Animal jokes
What's green and smells like joemama? Shit from a cock.
bnb dcnb cbf
What do you call a deer with good eyes?
Good ideas.
A lion, Johnny Depp, and a hockey player from Nashville all have one thing in common.
They're all Predators!
What did the fish say when he swam into a wall?
Nothing, because fish can't talk.
A man is sitting at home when he hears a knock at the door.
He opens the door and sees a snail on the porch.
He picks up the snail and throws it as far as he can.
Three years later there's a knock at the door.
He opens it and sees the same snail.
The snail says, "What was that all about?"
Why did the deer cross the road? Its friend deered it to!
Why did the deer cross the road? Its friends deered it to.
Knock knock.
Who's there?
Who.
Who who.
It is an owl!
What do you call a dog with no legs? Call him whatever you want, he's not coming.

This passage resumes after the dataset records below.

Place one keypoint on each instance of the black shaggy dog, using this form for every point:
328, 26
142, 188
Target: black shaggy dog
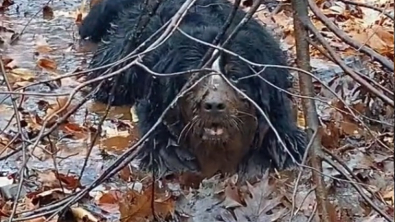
213, 128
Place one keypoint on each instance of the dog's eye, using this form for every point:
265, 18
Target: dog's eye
234, 79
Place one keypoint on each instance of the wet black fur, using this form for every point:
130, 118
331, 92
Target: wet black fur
152, 95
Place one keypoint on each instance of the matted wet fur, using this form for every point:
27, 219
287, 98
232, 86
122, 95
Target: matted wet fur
213, 128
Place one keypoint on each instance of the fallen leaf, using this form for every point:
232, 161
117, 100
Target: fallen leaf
48, 64
48, 12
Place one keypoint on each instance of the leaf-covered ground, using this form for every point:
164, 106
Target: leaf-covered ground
42, 57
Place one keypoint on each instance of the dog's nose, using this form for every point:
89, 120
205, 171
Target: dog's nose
214, 106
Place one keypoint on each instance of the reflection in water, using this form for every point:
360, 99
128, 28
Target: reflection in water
57, 39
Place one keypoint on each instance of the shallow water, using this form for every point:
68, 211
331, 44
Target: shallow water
60, 36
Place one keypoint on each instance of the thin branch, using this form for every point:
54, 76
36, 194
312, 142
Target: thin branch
346, 69
361, 4
338, 167
357, 45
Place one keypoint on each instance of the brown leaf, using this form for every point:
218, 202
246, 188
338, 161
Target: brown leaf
48, 13
48, 64
56, 107
260, 204
42, 45
136, 206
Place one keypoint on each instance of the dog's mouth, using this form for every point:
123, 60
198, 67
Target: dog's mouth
214, 132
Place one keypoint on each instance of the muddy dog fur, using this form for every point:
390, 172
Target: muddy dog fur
213, 128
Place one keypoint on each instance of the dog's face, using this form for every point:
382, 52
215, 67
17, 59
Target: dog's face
216, 116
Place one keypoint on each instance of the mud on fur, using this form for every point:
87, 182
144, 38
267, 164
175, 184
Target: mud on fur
213, 128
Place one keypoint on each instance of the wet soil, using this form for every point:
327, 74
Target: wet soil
60, 34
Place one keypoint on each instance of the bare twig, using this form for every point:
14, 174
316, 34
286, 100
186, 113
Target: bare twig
361, 4
24, 148
310, 112
357, 45
338, 60
338, 167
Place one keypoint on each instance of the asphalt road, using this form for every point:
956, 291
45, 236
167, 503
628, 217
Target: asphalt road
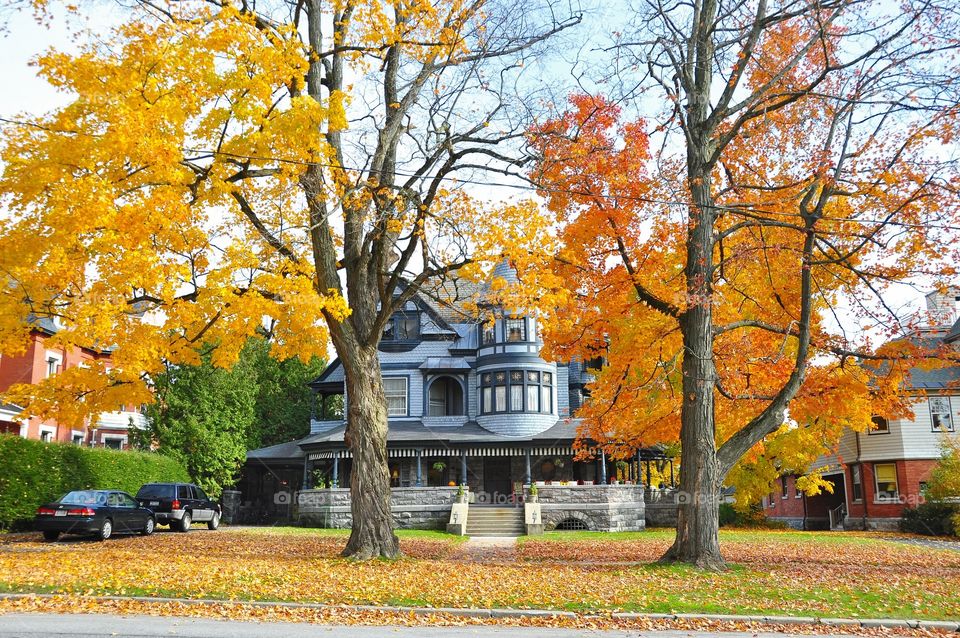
88, 625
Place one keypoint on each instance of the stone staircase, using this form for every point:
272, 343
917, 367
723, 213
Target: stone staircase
487, 520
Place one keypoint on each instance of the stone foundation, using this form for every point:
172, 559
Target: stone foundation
661, 510
412, 507
605, 508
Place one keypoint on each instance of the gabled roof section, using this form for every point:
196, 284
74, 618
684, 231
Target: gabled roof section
283, 451
954, 334
332, 375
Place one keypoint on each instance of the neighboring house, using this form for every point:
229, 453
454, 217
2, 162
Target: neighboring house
42, 360
470, 401
876, 474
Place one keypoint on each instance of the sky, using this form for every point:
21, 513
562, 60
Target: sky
23, 39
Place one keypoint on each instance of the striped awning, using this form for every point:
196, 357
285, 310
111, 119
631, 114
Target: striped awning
450, 452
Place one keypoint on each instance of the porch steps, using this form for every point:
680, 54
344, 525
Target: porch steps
487, 520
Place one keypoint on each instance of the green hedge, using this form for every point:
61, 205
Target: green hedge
34, 473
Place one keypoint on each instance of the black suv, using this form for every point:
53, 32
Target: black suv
179, 505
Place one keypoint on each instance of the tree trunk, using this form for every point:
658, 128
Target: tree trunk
371, 534
698, 518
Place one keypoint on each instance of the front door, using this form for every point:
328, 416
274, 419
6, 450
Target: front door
496, 479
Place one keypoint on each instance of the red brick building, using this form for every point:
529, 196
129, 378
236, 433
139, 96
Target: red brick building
42, 360
880, 472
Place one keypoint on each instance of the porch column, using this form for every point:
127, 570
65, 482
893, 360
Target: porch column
307, 474
419, 470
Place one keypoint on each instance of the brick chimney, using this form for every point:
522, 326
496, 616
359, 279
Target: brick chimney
943, 306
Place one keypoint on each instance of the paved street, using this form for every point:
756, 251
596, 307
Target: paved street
87, 625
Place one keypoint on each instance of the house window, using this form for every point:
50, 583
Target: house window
54, 361
880, 425
395, 389
940, 417
546, 400
516, 391
446, 397
516, 329
488, 333
402, 327
885, 476
856, 484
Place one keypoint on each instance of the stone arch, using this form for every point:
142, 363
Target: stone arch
551, 520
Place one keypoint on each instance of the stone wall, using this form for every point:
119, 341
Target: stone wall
412, 507
606, 508
661, 508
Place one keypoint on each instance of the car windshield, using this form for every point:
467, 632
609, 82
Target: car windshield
155, 491
84, 497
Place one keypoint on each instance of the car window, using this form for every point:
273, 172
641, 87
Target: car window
155, 491
79, 497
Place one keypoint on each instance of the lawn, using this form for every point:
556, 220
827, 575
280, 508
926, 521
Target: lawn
783, 573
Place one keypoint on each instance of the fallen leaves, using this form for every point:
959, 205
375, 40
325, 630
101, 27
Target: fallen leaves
774, 573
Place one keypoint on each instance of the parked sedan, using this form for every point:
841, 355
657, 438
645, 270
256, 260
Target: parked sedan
100, 513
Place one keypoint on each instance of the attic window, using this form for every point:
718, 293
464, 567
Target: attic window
402, 327
516, 329
880, 425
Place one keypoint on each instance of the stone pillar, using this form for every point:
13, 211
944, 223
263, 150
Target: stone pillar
230, 499
419, 470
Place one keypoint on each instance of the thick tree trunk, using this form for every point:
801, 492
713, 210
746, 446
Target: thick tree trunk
371, 535
698, 518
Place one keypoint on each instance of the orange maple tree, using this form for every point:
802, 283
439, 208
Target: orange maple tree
728, 256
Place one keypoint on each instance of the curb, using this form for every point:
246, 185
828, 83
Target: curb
861, 623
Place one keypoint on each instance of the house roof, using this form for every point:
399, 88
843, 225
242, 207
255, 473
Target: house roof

Why do seagulls fly over the sea? Because if they flew over the bay, they'd be bagels.
What do you call a house with dog hair?
A shed.
My grandfather has the heart of a lion and a lifetime ban from the National Zoo.
I got jealous of the zebras. Sorry, I’ll cut it out. I wanted to practice for my med school test.
My wife made electric eel for supper. I was shocked!
What is the difference between a feminist and a gorilla?
At least gorillas don't abort their own.
What do you call a llama that was in 9/11? Osama Bin Llama.
A Chinese guy said to his friend: "I saw you fucking your donkey yesterday."
His friend: "No, that's impossible, it's too hot inside."
Why do cheetahs have spots outside of their bodies?
Because they don't have them on the inside.
My favorite animal is a cheetah, so I hope the jokes are good.